There was a significant negative association between 13q14 deletion and LDH level (p= 0.040). Also, there was a significant association between p53 deletion and splenomegaly (p= 0.036). But, there was no correlation between 13q14 or p53 deletions and other parameters (P >0.05).
In a comparison done to determine the dominant clone in cases of both deletions, we found that in the 12 cases with (del13q14/del p53), the dominant clone was del13q in 6 cases and del p53 in 2 cases with the same cut-off used (10%) and about the same in 3 cases. One case showed only one clone of cells with both deletions.

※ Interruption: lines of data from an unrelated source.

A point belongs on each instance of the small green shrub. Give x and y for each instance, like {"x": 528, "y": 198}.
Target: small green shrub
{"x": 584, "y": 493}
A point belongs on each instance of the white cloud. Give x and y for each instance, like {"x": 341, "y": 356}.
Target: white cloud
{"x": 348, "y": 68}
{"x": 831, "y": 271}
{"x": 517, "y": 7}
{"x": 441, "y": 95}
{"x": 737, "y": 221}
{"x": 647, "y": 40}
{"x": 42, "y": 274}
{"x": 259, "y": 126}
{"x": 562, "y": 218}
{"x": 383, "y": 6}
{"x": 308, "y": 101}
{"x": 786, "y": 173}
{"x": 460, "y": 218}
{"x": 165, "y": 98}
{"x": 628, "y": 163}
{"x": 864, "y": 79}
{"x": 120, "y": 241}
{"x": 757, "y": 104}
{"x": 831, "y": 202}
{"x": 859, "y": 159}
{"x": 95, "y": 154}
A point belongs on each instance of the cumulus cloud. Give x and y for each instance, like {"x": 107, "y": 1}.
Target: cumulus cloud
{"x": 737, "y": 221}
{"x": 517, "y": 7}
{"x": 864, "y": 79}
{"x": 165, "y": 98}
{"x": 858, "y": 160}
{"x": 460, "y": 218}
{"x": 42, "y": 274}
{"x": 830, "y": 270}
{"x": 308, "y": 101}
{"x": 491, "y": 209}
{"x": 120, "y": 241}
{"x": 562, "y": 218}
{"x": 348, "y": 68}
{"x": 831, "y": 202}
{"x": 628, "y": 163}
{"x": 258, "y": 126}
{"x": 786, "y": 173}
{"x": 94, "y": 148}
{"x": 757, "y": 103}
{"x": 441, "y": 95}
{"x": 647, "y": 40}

The mean age of cases with both deletions was 59.44 ± 10.19. While, the mean age of cases with deletion 13q14 was 56.67 ± 9.22.
In conclusion, studying the prognostic impact of 13q14 and 17p13 (p53) deletions on a wider scale of Egyptian CLL patients, using both CCA together with FISH, in a complementary fashion, is recommended to extend the range of cytogenetic analysis and overcome the pitfalls of both techniques. The development of molecular targeted therapeutic protocols for CLL patients, according to the result of their genetic analysis at diagnosis is also recommended. Deletion of 17p indicates the poorest outcome in CLL and lack of response to standard therapy; such patients should receive specially tailored therapy, preferably within clinical trials investigating alternative treatments and allogeneic stem cell transplantation.